7th. In making up the verdict, the jury may take into consideration all the facts and circumstances surrouning the case, the plaintiff's condition in life, and his ability to provide for the future wants of his family, and may assess his damages at any sum not exceeding ten thousand dollars.
The instructions given for the appellant were the following:
1st. The jury are instructed that the defendant has the right to prescribe by rule upon what trains passengers may be carried, and that under the rules read in evidence, passengers were not at the time of the plaintiff's alleged injury allowed to be carried upon extra freight trains, without a special permit from the general superintendent or master of transportation.

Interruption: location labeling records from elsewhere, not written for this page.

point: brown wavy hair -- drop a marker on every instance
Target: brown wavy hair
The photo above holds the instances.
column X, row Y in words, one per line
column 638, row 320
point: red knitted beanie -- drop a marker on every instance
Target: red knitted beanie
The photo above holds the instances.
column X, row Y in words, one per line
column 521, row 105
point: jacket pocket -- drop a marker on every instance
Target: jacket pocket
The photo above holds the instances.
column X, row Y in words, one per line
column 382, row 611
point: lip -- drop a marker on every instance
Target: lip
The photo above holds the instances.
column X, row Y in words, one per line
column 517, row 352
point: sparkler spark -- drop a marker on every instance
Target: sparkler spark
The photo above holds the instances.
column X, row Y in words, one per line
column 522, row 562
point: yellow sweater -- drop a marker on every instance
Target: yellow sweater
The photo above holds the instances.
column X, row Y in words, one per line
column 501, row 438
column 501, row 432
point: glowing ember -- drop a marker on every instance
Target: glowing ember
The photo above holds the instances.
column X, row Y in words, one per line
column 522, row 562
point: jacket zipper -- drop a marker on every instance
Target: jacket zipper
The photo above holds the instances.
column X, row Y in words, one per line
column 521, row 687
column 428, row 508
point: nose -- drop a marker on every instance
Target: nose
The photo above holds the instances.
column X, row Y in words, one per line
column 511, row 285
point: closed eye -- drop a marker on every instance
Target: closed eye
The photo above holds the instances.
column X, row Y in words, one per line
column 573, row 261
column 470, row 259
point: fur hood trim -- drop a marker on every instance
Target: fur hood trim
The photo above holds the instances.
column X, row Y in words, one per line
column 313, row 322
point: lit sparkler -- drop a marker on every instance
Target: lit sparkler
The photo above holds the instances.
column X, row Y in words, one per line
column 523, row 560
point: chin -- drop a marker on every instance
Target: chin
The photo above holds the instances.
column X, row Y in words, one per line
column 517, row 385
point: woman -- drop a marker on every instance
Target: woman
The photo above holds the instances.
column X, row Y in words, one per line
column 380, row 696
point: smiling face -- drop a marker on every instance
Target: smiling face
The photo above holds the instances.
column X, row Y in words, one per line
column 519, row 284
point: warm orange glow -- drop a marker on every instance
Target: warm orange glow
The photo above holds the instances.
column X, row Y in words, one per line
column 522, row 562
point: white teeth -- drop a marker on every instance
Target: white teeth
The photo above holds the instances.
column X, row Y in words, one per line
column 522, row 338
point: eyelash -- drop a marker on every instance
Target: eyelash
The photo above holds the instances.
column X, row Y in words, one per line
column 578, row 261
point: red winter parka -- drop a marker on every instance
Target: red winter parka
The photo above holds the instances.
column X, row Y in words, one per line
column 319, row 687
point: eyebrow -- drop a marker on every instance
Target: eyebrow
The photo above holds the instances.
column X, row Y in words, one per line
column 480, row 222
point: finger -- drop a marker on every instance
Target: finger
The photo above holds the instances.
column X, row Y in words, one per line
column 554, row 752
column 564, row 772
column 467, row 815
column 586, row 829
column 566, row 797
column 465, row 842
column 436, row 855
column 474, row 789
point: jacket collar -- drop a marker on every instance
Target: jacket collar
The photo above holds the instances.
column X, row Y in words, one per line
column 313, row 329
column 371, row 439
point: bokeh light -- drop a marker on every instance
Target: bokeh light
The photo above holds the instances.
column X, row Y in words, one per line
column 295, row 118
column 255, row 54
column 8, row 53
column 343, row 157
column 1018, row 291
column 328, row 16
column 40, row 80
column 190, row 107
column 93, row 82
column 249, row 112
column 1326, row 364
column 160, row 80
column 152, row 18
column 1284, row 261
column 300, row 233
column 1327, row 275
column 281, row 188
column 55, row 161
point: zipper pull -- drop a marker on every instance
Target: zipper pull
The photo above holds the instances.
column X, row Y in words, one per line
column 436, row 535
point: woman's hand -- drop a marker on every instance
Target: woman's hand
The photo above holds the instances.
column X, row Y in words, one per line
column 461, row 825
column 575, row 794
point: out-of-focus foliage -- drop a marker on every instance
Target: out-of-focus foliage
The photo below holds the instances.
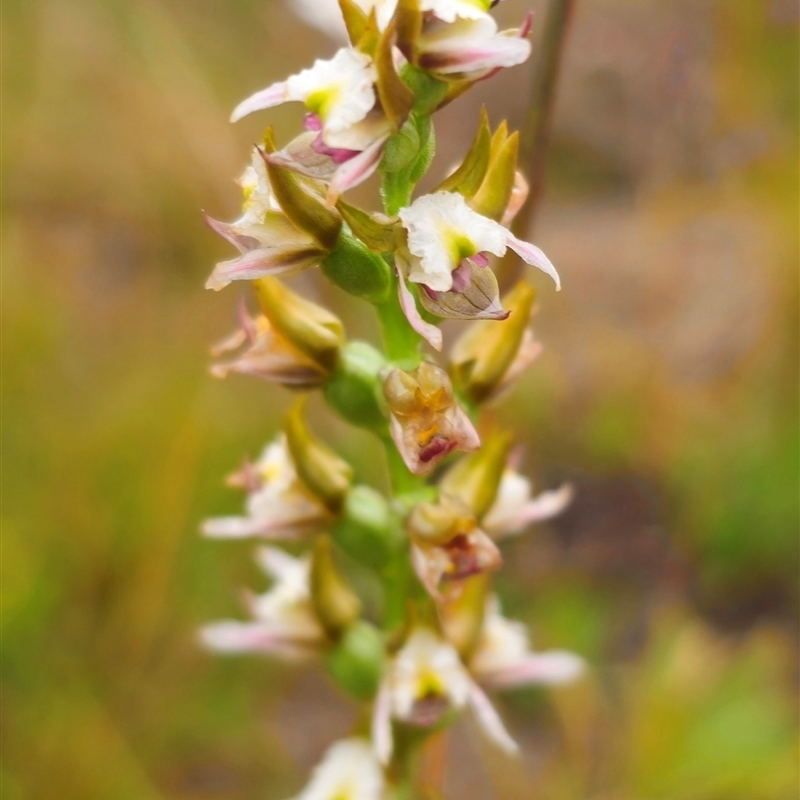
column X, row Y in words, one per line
column 667, row 392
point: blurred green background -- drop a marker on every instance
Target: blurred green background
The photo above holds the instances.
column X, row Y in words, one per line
column 667, row 393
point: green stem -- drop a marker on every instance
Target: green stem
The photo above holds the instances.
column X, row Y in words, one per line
column 400, row 340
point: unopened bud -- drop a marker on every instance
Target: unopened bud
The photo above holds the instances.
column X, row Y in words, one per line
column 322, row 471
column 356, row 662
column 357, row 270
column 468, row 177
column 311, row 329
column 354, row 391
column 366, row 529
column 462, row 614
column 336, row 605
column 482, row 358
column 425, row 421
column 439, row 522
column 475, row 479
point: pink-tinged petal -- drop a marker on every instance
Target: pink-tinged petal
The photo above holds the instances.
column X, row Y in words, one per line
column 532, row 255
column 462, row 277
column 427, row 331
column 267, row 98
column 519, row 194
column 228, row 232
column 247, row 527
column 247, row 323
column 544, row 506
column 551, row 668
column 489, row 720
column 464, row 56
column 261, row 262
column 382, row 723
column 355, row 171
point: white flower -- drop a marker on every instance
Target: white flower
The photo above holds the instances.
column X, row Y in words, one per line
column 278, row 504
column 341, row 91
column 503, row 659
column 267, row 355
column 284, row 622
column 269, row 244
column 348, row 771
column 514, row 509
column 446, row 237
column 424, row 680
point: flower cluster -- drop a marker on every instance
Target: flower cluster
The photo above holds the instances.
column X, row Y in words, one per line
column 437, row 641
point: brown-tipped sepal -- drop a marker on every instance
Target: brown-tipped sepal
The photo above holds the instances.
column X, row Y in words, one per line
column 488, row 355
column 425, row 421
column 308, row 327
column 336, row 605
column 323, row 472
column 475, row 479
column 307, row 211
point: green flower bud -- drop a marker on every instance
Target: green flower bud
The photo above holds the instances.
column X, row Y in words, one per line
column 336, row 605
column 475, row 479
column 493, row 197
column 355, row 20
column 309, row 328
column 306, row 211
column 395, row 97
column 357, row 660
column 401, row 149
column 322, row 471
column 467, row 179
column 357, row 270
column 355, row 390
column 366, row 529
column 462, row 617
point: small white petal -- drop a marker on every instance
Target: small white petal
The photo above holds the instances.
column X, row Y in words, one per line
column 382, row 724
column 348, row 771
column 531, row 254
column 442, row 230
column 266, row 98
column 490, row 721
column 342, row 86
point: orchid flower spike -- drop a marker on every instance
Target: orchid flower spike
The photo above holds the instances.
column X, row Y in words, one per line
column 460, row 40
column 279, row 505
column 344, row 115
column 424, row 681
column 349, row 770
column 284, row 623
column 425, row 421
column 503, row 658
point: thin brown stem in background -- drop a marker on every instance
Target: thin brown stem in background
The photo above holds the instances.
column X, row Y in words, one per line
column 535, row 133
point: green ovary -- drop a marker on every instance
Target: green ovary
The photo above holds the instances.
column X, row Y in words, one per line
column 321, row 101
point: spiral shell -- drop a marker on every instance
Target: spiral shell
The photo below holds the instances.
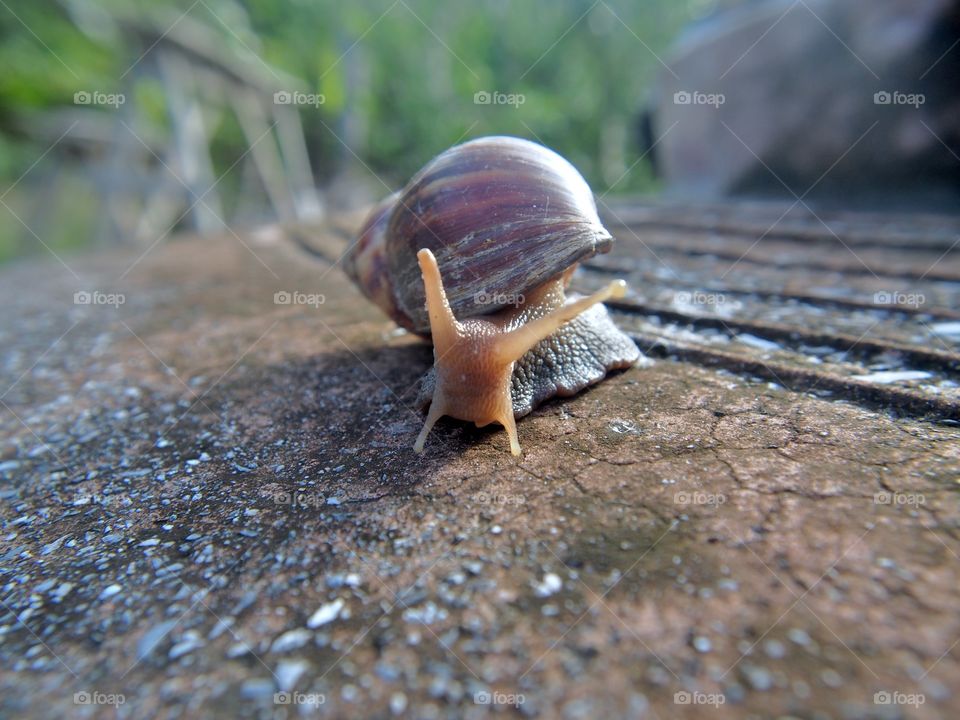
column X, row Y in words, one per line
column 502, row 215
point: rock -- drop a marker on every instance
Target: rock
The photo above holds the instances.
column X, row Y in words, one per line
column 325, row 614
column 291, row 640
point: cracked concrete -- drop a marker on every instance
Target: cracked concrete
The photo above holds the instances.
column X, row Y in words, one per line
column 206, row 470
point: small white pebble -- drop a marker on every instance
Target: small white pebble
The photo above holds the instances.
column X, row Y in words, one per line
column 326, row 614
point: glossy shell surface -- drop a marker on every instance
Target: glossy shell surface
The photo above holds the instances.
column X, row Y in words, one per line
column 502, row 216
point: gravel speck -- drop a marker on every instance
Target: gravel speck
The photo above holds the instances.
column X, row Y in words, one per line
column 550, row 584
column 702, row 644
column 110, row 591
column 325, row 614
column 291, row 640
column 289, row 671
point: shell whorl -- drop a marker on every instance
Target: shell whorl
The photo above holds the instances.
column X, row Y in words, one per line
column 502, row 215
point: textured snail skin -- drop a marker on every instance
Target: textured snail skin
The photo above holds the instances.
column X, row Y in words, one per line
column 474, row 359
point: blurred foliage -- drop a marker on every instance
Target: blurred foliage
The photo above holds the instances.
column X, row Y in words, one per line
column 399, row 77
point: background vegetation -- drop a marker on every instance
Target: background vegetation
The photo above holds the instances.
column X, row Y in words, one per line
column 398, row 77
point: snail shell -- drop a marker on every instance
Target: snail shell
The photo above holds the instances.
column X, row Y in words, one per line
column 501, row 215
column 476, row 252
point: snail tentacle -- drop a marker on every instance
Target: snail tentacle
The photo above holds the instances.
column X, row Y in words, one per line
column 513, row 345
column 474, row 359
column 444, row 328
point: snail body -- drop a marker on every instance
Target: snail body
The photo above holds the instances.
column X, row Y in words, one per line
column 476, row 252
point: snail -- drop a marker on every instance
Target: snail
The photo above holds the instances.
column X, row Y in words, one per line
column 476, row 252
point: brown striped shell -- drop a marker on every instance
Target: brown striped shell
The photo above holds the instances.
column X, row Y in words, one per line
column 502, row 215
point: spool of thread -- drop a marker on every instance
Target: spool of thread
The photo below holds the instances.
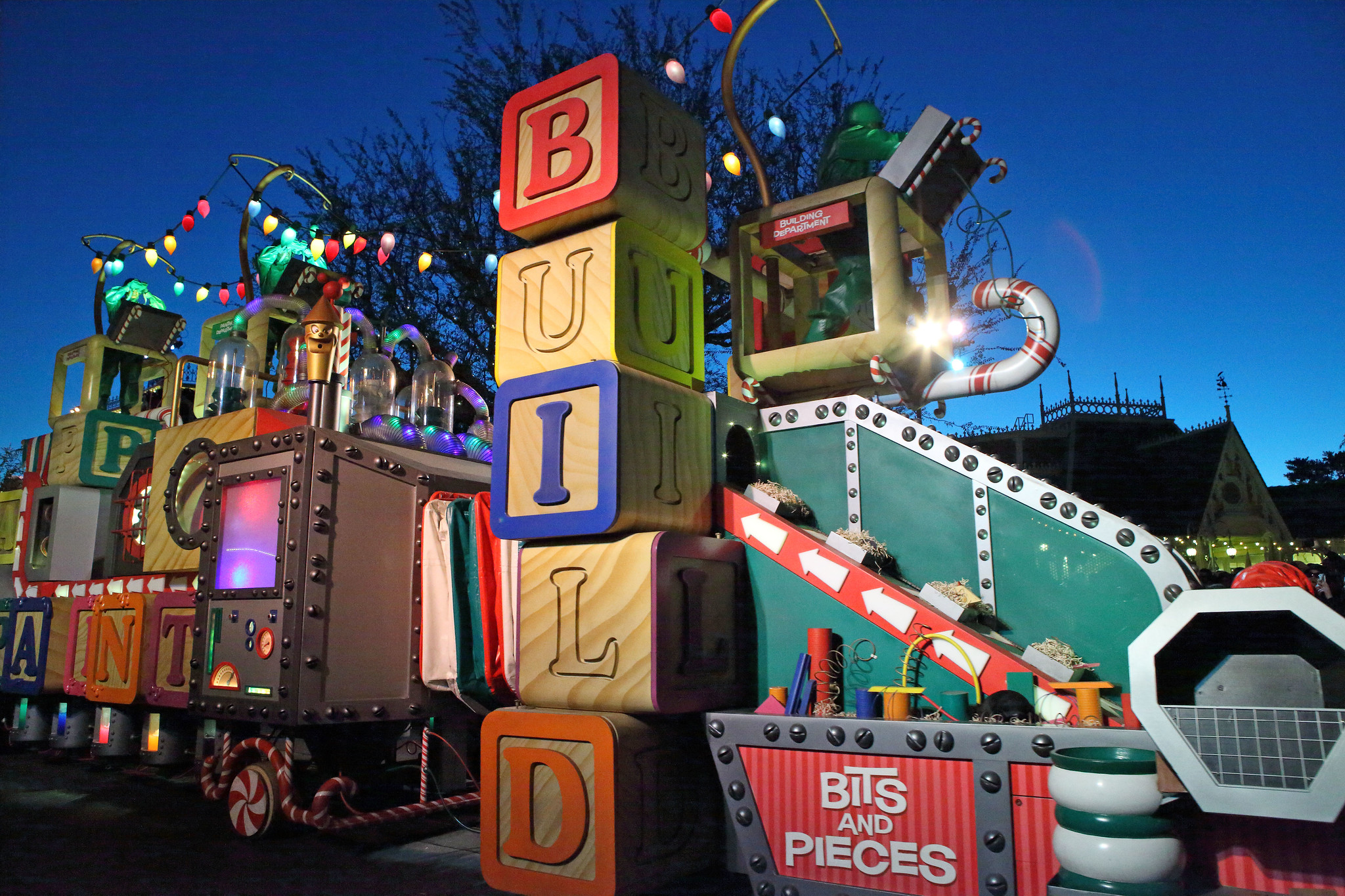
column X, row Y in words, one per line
column 956, row 704
column 868, row 704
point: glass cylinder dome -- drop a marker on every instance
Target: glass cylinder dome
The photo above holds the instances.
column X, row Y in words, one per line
column 232, row 381
column 433, row 389
column 373, row 385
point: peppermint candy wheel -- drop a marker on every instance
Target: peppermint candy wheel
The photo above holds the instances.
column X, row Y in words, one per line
column 252, row 801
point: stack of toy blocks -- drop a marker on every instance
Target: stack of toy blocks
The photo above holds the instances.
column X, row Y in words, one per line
column 630, row 614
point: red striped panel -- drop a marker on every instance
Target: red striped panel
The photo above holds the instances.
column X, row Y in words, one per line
column 1274, row 856
column 939, row 813
column 1033, row 825
column 1028, row 779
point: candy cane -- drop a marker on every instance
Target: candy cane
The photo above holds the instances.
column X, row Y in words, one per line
column 1038, row 351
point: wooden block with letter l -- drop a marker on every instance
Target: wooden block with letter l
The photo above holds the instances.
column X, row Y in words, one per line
column 653, row 622
column 595, row 142
column 617, row 292
column 599, row 449
column 577, row 803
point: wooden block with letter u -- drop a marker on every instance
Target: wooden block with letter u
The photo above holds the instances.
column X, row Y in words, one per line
column 595, row 142
column 617, row 292
column 653, row 622
column 599, row 449
column 579, row 803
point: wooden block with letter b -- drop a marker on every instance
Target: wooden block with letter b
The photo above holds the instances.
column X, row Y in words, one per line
column 579, row 803
column 595, row 142
column 615, row 292
column 653, row 622
column 599, row 449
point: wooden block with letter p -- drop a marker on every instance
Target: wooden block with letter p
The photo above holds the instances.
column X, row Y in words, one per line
column 653, row 622
column 615, row 292
column 595, row 142
column 577, row 803
column 599, row 449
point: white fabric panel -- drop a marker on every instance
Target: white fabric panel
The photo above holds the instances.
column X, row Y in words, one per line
column 439, row 634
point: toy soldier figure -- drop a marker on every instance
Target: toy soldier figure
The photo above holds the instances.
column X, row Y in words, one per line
column 850, row 150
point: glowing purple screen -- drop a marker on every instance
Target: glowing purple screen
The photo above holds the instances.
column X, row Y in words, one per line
column 250, row 519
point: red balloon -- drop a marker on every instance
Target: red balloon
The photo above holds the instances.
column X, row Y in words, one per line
column 1273, row 574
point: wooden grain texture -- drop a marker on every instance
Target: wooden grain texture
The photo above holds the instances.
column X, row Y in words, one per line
column 617, row 292
column 646, row 158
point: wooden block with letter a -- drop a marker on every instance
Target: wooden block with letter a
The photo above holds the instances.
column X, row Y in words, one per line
column 595, row 142
column 599, row 449
column 615, row 292
column 577, row 803
column 653, row 622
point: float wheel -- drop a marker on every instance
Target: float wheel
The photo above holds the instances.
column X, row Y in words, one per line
column 255, row 800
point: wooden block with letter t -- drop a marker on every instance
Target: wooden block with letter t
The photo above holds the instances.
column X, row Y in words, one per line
column 653, row 622
column 599, row 449
column 584, row 803
column 615, row 292
column 596, row 142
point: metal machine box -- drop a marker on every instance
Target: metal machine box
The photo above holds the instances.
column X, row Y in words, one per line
column 310, row 597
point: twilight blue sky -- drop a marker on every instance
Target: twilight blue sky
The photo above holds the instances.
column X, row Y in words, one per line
column 1176, row 175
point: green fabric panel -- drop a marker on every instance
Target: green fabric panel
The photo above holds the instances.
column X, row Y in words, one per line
column 811, row 463
column 787, row 606
column 1055, row 582
column 920, row 509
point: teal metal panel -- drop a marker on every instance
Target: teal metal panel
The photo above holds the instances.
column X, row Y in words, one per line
column 920, row 509
column 787, row 608
column 1056, row 582
column 811, row 463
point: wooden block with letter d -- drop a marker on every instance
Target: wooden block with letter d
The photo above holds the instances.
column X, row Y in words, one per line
column 584, row 803
column 596, row 142
column 617, row 292
column 599, row 449
column 653, row 622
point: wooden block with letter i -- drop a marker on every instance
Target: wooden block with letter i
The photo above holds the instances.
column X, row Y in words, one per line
column 584, row 803
column 599, row 449
column 596, row 142
column 653, row 622
column 615, row 292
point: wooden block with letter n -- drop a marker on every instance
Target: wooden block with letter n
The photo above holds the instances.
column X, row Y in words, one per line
column 653, row 622
column 595, row 142
column 577, row 803
column 615, row 292
column 599, row 449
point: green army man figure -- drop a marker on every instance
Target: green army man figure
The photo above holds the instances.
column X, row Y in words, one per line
column 850, row 150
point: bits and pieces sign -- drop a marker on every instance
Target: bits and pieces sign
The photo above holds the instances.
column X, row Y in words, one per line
column 884, row 822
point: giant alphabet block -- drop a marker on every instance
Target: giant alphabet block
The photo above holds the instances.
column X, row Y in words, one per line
column 599, row 449
column 581, row 803
column 615, row 292
column 651, row 622
column 596, row 142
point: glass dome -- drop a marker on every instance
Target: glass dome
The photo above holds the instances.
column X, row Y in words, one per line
column 232, row 381
column 373, row 385
column 433, row 390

2nd. Under the permit read in evidence, the plaintiff had no right to ride upon an extra freight train, and upon no train other than freight train No. 12.
3rd. The jury are instructed that in this case the burden of proof rests upon plaintiff, to show each of the following facts: 1st. That he had a permit, from some person authorized to give the same, to ride upon the extra freight train, of which Tabler was conductor. 2nd. That he got on said train and was shoved or pushed therefrom by Tabler. 3rd. That the plaintiff was injured thereby; and unless the plaintiff has established each one of these facts by the preponderance of the evidence, the jury are bound to find for the defendant.
4th. Although the jury may believe from the evidence, that Brown had his leg amputated after the alleged accident at Chillicothe, yet, if the jury believe from the evidence, that said amputation was rendered necessary by a disease which he had, called syphilis, or pox, and not by the accident, then said Brown cannot recover in this action for the loss, time or expense caused by the pox alone.
5th. The jury will decide any fact in issue in favor of that party who has the preponderance of the evidence on his side.
The following, asked by the defendant, the court refused to give:
7th. If the jury believe from the evidence, that the plaintiff got upon the platform, or step leading to the platform of the caboose attached to an extra freight train; that the conductor of said train ordered him off; that in obeying said order, he stepped off backwards, tripped himself and fell upon the station platform; that he would not have fallen if he had stepped off in the direction in which the train was running, they will find for the defendant.
The 8th was, substantially, that if plaintiff carelessly attempted to board an extra freight train, not allowed to carry passengers, while it was in motion, and if such carelessness materially...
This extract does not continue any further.